La insuficiencia cardiaca (IC) es un síndrome en el que confluyen alteraciones físicas que llevan al paciente a una disminuida respuesta del corazón. Esta afección es una de las primeras causas de hospitalización en personas a partir de los 65 años de edad y la tercera causa de muerte por enfermedades cardiovasculares.

Los expertos mencionan que aunque los síntomas más evidentes del síndrome ocurren en personas de tercera edad, la IC es mayoritariamente un problema que se origina durante la edad productiva, debido al estilo de vida.

Entre las causas que originan la afección están: enfermedad de las arterias coronarias, la enfermedad isquémica, hipertensión, tabaquismo, obesidad y diabetes. Un porcentaje muy pequeño el síndrome puede presentarse en la juventud, a consecuencia de una enfermedad viral o daños congénitos del corazón.

La insuficiencia cardíaca es un problema de salud pública y su prevalencia en el mundo es de 2%, aunque se estima que los cálculos aumentarán, debido al crecimiento de la población de tercera edad, el alza en las tasas de población obesa y también con hipertensión arterial.

Síntomas

Con un bombeo menos eficiente de sangre el cuerpo empieza a presentar varios problemas, como fallas en la circulación y los órganos, los cuales no reciben suficiente oxígeno y nutrientes. Las personas con insuficiencia cardiaca también pueden presentar: disnea o dificultad para respirar, edema de miembros inferiores, taquicardia o disminución en la capacidad de hacer ejercicio.

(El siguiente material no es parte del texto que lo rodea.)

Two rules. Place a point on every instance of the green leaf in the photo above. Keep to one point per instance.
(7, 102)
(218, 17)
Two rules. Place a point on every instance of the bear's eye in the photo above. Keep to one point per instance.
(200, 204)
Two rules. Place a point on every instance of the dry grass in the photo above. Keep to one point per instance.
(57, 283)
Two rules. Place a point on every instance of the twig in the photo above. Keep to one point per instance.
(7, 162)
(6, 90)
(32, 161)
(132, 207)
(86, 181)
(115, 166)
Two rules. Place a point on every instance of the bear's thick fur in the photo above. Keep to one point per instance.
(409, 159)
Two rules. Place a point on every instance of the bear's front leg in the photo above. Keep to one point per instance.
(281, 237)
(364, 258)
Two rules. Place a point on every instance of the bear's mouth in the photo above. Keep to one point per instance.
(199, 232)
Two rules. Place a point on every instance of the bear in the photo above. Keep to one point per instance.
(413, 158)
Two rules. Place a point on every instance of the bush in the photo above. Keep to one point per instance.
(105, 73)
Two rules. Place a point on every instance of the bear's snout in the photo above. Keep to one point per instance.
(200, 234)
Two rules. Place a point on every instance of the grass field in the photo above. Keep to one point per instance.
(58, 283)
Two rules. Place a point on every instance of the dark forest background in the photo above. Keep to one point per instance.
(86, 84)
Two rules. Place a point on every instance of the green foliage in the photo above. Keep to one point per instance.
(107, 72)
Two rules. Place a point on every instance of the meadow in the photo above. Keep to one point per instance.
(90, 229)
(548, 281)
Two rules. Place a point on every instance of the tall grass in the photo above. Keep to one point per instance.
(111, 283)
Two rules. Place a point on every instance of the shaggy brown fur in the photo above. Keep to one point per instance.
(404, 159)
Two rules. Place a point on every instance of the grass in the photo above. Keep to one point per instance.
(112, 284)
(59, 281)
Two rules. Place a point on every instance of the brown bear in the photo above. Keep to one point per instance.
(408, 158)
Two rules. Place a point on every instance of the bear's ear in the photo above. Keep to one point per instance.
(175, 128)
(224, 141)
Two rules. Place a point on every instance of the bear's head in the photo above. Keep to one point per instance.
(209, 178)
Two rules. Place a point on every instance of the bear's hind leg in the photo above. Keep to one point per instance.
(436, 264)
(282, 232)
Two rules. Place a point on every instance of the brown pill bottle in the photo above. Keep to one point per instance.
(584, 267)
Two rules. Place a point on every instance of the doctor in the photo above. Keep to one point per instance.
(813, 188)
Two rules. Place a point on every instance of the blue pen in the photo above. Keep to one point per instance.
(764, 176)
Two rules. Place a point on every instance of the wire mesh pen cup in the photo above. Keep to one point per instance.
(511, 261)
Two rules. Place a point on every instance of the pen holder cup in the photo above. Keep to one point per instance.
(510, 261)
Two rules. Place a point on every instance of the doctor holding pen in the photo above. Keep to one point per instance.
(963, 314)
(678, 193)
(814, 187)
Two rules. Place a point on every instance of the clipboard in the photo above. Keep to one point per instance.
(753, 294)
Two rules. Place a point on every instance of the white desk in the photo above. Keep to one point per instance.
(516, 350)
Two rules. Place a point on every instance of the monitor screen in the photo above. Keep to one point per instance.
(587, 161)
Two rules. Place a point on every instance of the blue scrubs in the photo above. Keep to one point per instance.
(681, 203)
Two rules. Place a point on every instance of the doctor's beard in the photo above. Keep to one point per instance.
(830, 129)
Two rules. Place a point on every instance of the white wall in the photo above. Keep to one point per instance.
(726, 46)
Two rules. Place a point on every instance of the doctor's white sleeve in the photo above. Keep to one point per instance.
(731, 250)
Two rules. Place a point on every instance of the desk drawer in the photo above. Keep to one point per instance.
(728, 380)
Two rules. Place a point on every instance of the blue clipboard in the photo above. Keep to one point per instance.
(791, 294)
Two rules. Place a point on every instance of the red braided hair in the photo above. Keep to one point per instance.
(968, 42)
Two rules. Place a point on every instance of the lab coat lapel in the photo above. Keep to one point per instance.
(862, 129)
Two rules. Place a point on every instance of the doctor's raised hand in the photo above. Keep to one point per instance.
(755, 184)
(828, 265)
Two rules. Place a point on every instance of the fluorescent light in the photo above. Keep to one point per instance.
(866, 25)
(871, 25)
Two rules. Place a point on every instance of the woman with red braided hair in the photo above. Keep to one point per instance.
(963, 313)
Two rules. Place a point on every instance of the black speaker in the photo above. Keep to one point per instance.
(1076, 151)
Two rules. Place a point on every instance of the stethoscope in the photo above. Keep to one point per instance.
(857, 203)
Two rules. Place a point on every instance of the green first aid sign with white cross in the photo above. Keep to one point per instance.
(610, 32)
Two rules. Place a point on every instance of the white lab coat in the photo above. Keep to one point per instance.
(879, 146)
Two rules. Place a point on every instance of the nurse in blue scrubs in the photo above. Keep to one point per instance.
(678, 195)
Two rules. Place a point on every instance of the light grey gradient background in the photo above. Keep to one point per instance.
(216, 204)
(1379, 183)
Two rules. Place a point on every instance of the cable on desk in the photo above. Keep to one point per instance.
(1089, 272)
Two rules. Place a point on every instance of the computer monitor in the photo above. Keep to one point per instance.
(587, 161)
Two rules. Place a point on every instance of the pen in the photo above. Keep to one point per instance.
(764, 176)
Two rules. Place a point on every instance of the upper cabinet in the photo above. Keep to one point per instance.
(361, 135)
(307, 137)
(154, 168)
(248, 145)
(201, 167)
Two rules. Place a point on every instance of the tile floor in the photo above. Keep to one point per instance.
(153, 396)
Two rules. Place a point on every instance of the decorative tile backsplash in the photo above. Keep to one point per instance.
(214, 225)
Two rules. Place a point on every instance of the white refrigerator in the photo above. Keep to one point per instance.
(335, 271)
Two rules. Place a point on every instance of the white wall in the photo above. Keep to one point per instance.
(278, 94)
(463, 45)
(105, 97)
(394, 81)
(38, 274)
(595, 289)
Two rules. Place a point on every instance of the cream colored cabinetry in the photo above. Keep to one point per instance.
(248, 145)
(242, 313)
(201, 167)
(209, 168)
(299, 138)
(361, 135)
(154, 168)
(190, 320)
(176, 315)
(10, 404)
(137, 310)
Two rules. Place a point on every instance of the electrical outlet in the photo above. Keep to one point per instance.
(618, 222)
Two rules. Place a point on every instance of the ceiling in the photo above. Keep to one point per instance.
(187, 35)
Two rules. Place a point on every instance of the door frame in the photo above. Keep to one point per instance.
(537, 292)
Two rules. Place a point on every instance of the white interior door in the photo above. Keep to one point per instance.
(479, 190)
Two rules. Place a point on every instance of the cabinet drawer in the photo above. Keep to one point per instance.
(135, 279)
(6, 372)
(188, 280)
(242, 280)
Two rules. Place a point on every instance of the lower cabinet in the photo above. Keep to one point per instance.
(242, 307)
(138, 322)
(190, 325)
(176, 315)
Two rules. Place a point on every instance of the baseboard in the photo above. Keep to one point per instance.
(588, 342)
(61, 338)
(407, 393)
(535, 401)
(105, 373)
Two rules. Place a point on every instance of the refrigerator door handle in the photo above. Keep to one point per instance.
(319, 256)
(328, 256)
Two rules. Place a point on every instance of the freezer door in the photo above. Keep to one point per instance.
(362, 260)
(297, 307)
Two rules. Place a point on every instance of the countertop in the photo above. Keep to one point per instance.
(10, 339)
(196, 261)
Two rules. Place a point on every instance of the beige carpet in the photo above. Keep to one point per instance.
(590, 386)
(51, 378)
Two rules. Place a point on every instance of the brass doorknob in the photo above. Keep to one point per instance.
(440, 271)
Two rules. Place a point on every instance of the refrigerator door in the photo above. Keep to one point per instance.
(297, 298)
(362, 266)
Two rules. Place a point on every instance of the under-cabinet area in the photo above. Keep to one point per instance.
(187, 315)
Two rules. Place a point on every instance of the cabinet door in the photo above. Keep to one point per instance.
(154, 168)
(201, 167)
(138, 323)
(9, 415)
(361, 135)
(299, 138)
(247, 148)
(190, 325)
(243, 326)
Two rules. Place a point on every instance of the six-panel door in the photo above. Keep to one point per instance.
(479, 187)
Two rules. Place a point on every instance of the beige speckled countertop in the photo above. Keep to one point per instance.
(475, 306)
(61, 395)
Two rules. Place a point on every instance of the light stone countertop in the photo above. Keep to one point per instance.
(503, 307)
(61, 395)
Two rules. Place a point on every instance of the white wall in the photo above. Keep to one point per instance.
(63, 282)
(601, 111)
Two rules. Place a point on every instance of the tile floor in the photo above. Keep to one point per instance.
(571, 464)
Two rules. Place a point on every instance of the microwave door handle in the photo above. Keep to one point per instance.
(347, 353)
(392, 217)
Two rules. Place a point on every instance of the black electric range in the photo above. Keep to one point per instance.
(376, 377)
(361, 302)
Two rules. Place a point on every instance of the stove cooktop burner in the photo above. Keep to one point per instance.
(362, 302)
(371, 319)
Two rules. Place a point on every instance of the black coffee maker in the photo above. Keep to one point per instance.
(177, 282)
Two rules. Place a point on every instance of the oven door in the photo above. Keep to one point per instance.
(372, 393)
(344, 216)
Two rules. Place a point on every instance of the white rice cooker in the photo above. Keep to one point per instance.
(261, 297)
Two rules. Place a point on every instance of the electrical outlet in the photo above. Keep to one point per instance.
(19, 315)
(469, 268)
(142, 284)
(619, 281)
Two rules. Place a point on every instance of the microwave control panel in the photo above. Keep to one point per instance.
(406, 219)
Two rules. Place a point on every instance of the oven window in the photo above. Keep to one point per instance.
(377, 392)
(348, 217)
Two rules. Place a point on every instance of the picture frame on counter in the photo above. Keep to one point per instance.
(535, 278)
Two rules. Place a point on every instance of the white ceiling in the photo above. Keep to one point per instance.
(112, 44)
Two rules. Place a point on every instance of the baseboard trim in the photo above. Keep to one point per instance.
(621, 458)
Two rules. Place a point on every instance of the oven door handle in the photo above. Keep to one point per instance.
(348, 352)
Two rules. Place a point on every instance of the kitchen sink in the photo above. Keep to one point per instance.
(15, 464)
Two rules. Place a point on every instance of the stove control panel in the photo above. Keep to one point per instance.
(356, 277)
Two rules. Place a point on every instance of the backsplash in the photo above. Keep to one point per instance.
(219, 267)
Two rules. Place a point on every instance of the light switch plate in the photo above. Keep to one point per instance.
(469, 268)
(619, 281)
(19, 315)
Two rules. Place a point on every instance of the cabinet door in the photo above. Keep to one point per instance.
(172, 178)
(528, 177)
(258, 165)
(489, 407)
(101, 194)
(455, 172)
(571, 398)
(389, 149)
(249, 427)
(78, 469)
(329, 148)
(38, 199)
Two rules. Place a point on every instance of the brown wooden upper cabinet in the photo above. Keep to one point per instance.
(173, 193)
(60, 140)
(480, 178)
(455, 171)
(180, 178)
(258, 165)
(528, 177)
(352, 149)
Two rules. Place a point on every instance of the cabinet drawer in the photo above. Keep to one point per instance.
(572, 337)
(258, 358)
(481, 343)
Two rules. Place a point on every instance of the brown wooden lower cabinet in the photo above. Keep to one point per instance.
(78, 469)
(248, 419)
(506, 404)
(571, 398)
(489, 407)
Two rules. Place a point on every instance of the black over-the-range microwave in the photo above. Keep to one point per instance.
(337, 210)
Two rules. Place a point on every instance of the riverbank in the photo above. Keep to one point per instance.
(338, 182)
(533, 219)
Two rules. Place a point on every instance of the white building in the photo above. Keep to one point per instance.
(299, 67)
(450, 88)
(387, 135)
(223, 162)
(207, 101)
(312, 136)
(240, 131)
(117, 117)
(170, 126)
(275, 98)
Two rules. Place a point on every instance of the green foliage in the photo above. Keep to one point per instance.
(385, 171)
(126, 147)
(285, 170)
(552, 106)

El síndrome es controlable pero no se puede curar. Estudios internacionales han señalado que la supervivencia es de 50% a los cinco años del diagnóstico. No es mejor que la de muchos cánceres y es menor el porcentaje en los pacientes más ancianos, en estadios más severos y con enfermedades acompañantes.

Evitando la insuficiencia

Para evitar la IC hay que enfrentar los factores de riesgo. En primer lugar eso se logra con el ejercicio físico regular, una alimentación balanceada y evitando hábitos dañinos como fumar. También se previene detectando y controlando patologías como hipertensión, diabetes o problemas en el corazón.

A partir de los 40 años de edad los hombres y mujeres se realicen un chequeo médico anual, en donde se verifique el estado del corazón, a través de las pruebas de esfuerzo.

Otro punto de vital importancia es cumplir con el control médico incluso cuando se está siguiendo el tratamiento. “Uno de los errores que se comete es pensar que al sentirse mejor ya no hay necesidad del chequeo. Solo el médico puede certificar que por ejemplo la presión arterial o el colesterol están bien controlados”.